I’m sure there are a lot more tiny museums across the U.S. devoted to celebrating the careers of classic Hollywood stars so if I neglected to include one of your favorites, please share it in the comments section! In the meantime I hope readers will make time to visit these sites and support what they do. Small museums rely on outside help to continue their work and donations, letters of support and regular visitors help them thrive.

10 Responses Classic Movie Star Museums: A Travel Guide
Posted By Taylor Sartre : April 23, 2015 9:23 pm

Thank you for this wonderful information! I’m thinking ROADTRIP! #1 on the itinerary: Judy Garland Museum during Annual Wizard of Oz Days!

Posted By GINWA : April 23, 2015 9:26 pm

Francis Ford Coppola had a museum in his winery in Napa. I don’t know if it’s still there. Had a few props and costumes from his movies, his Oscar, a family tree, etc. including a Tucker!

Posted By Kimberly Lindbergs : April 23, 2015 9:37 pm

I wasn’t thinking about directors when I was compiling this list but thanks for mentioning the Coppola museum in Napa, Ginwa! I live nearby and would like to visit someday although I believe it’s moved further North to the Sonoma area.

Posted By Kimberly Lindbergs : April 23, 2015 9:46 pm

Thanks, Taylor! I hope the guide will encourage people to visit these out of the way places. I love spending time in small quirky museums myself.

Posted By Susan Doll : April 24, 2015 3:59 am

I love movie-star museums. I have been to the Clark Gable home in Ohio. One room is devoted to Carole Lombard, including pieces of the airplane that crashed with her aboard. A local resident has been to the site several times over the decades and retrieved pieces of the plane. Very odd.

I have also been to the James Dean Gallery (and his grave) in Fairmount.

Also, one you did not mention was the Hopalong Cassidy Museum in Cambridge, Ohio. He lived in a tiny town near Cambridge, but this place in Cambridge is the official museum.

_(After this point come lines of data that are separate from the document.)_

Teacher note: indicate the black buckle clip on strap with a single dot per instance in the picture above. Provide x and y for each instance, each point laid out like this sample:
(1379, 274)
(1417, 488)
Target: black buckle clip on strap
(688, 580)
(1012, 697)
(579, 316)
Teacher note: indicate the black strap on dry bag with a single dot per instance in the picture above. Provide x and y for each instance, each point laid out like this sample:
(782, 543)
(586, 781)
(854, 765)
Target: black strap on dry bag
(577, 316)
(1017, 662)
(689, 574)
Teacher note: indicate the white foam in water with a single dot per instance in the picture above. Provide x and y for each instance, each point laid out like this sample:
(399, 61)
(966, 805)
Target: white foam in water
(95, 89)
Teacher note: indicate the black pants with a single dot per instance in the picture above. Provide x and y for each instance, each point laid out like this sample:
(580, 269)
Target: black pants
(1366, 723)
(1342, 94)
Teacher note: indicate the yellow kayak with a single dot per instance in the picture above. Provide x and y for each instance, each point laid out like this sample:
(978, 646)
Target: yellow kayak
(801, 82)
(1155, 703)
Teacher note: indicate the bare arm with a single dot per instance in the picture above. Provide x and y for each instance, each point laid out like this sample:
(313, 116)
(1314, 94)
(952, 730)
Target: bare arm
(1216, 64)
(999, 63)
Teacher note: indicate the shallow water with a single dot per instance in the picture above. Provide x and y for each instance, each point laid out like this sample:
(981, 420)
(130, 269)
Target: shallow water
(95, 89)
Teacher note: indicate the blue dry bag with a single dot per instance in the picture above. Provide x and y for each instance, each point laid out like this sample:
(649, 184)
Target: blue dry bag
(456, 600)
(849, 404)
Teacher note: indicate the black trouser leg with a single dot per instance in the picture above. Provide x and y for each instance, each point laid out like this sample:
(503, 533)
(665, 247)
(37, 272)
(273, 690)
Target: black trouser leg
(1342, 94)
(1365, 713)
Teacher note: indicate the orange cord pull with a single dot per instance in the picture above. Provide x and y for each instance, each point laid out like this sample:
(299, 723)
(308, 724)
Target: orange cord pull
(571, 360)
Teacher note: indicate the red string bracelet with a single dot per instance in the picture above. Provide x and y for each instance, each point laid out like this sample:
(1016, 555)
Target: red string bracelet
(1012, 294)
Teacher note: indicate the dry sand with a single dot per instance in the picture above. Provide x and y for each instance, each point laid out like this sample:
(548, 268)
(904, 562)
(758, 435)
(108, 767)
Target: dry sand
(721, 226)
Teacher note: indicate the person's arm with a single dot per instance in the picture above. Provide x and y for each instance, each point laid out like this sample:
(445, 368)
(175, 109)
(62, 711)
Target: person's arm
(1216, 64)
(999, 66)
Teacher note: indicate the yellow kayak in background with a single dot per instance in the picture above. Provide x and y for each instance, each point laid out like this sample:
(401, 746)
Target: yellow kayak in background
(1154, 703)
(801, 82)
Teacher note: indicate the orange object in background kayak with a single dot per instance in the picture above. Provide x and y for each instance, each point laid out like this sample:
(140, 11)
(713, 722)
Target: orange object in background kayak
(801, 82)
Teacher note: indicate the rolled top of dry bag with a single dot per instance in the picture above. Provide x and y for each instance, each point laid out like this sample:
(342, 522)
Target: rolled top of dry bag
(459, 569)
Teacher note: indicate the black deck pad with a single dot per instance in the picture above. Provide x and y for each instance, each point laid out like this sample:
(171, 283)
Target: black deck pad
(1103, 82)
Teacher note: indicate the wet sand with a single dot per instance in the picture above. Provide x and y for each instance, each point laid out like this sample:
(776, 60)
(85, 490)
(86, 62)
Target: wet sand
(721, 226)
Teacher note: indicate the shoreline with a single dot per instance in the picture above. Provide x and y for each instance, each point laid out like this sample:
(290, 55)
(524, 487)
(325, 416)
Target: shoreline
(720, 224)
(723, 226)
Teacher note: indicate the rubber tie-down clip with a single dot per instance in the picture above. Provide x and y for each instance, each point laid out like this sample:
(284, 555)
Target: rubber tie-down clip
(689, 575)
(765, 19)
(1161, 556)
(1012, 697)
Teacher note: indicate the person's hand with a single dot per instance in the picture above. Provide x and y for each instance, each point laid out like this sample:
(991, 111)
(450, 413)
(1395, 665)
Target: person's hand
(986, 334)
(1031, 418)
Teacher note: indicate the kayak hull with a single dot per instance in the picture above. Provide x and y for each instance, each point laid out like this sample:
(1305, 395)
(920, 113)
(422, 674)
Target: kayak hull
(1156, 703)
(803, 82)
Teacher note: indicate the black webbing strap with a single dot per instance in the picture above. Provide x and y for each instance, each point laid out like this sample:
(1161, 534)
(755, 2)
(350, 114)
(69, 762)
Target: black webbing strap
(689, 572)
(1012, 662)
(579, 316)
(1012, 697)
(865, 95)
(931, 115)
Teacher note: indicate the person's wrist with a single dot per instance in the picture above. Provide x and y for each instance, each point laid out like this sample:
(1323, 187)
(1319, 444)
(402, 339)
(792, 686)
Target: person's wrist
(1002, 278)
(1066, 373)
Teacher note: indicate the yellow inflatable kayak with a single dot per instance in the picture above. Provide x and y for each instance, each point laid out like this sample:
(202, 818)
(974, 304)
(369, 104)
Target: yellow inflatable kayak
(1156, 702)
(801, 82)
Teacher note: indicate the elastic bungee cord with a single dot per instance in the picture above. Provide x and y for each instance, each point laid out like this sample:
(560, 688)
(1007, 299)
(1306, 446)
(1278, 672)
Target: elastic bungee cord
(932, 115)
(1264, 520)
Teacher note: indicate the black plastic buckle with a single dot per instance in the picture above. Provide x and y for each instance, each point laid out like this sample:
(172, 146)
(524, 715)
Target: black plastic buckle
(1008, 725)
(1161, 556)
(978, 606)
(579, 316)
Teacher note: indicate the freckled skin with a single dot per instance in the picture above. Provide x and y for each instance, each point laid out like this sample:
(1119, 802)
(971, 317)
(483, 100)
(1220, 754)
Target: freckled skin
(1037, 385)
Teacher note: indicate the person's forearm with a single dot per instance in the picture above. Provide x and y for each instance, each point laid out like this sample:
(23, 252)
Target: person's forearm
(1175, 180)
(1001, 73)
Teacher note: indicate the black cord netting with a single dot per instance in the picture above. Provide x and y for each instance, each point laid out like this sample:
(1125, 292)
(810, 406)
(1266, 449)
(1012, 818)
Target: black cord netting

Posted By swac44 : April 24, 2015 10:49 am

I’d love to visit more of these, I need to get out into the heartland more. Here in Canada you’d think we’d have similar memorials to native sons and daughters like Mack Sennett (whose hometown is also where my French Canadian great-grandparents lived) or Mary Pickford, but no dice. But we do have the Marie Dressler House in Cobourg, Ontario, which also serves as the town’s tourist information centre. I’ve been and it has a nice collection of memorabilia, plus the wax statues of Dressler and Wallace Beery as Min & Bill, originally from a Hollywood wax museum.

Worth a stop if you’re crusing down the 401 to or from Toronto!

Posted By Kimberly Lindbergs : April 24, 2015 6:16 pm

Thanks for sharing your insights, Susan & SWAC! The Clark Gable museum sounds intriguing and I’d really like to visit James Dean’s hometown someday. I’m also happy to hear that Canada has at least one small museum honoring a classic film star.

Posted By Steve W : April 27, 2015 6:42 pm

A restaurant in Deadwood (S. D.) displays apparel and memorabilia belonging to Kevin Costner.

Posted By Jon Greig : July 30, 2016 3:02 am

I’m surprised the Audie Murphy museum wasn’t mentioned, Greenville, Texas. Him being a Medal of Honor recipient from WW2. In the past 15 years and many visits to Texas my son and I visited this museum once. Enjoyed!!!